I personally could care less about proving that an endpoint always responds in less than 100ms say, but I care very much about understanding where various saturation points are in my systems, or what values I should set for limits like database connections, or how what the effect of sporadic timeouts are, etc. I think that's more the point of this post (which you see him talk about in other posts on his blog).

NovemberWhiskey 2 months ago
I am not sure that static analysis is ever going to give answers to those questions. I think the best you can hope to do is surface knowledge about the tacit assumptions about dependencies in order to explore their behaviors through simulation or testing.
I think it often boils down to "know when you're going to start queuing, and how you will design the system to bound those queues". If you're not using that principle at design stage then I think you're already cooked.
- amw-zero 2 months ago
  
  Who brought up static analysis?
  I think simulation is definitely a promising direction.
  
  2 replies →

AlotOfReading 2 months ago

It's just realtime programming.
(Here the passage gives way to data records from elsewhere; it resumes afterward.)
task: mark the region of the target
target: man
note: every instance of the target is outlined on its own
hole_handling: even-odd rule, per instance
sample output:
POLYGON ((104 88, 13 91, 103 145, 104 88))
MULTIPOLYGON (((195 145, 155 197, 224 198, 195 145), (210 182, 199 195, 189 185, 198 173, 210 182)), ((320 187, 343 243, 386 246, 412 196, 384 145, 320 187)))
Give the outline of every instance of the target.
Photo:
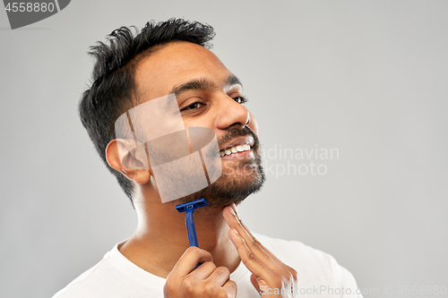
POLYGON ((148 23, 135 37, 122 27, 108 45, 92 47, 94 82, 80 115, 131 199, 138 226, 55 297, 355 294, 353 277, 331 256, 297 242, 255 238, 241 222, 236 205, 264 181, 258 125, 244 106, 239 80, 206 48, 213 36, 208 25, 172 19, 148 23), (151 158, 130 149, 120 155, 128 145, 116 139, 114 124, 133 107, 168 94, 176 95, 185 127, 214 132, 222 175, 202 191, 162 203, 151 158), (188 247, 184 215, 175 205, 202 197, 210 206, 195 211, 201 248, 188 247))

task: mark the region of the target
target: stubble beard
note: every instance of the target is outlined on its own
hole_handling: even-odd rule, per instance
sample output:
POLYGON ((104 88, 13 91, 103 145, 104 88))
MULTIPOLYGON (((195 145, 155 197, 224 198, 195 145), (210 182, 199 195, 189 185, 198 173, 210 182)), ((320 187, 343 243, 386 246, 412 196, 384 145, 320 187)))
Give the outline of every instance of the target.
POLYGON ((261 191, 265 181, 260 154, 258 137, 248 128, 230 129, 219 140, 220 147, 239 136, 250 135, 254 138, 254 153, 252 158, 228 159, 223 161, 222 175, 207 188, 177 200, 176 203, 185 203, 194 200, 205 198, 209 206, 213 209, 223 209, 232 203, 238 204, 250 194, 261 191))

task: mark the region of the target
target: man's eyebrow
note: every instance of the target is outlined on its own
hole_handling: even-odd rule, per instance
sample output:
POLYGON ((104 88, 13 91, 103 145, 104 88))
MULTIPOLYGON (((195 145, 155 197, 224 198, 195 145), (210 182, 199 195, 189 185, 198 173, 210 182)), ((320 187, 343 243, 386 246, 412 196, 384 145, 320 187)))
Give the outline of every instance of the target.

I wouldn't say that realtime techniques are limited to a very narrow range of ultra critical systems, given that they encompass everything from the code on your SIM card to games in your steam library.

    In large, distributed systems the best we're looking for is statistically acceptable. You can always tailor a workload that will break a guarantee in the real world.
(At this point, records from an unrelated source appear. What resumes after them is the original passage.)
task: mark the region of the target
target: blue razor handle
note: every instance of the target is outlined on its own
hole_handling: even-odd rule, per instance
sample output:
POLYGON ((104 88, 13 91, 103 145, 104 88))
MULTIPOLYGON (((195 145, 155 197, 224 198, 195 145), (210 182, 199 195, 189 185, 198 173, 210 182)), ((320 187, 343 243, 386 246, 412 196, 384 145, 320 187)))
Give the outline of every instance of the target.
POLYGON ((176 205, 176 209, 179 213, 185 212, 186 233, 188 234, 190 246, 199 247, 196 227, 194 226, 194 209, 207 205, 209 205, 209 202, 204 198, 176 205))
This is called "soft" realtime.

NovemberWhiskey 2 months ago
"Soft" realtime just means that you have a time-utility function that doesn't step-change to zero at an a priori deadline. Virtually everything in the real world is at least a soft realtime system.
I don't disagree with you that it's a realtime problem, I do however think that "just" is doing a lot of work there.
- AlotOfReading 2 months ago
  
  There are multiple ways to deal with deadline misses for soft systems. Only some of them actually deliver the correct data, just late. A lot of systems will abort the execution and move on with zeros/last computed data instead, or drop the data entirely. A modern network AQM system like CAKE uses both delayed scheduling and intelligent dropping.
  Agreed though, "just" is hiding quite a deep rabbit hole.

bluGill 2 months ago

While you don't need performance guarantees for most things, you still need performance. You can safely let "a small number" of requests "take too long", but if you let "too many" your users will start to complain and go elsewhere. Of course everything in quotes is fuzzy (though sometimes we have very accurate measures for specific things), but you need to meet those requirements even if they are not formal.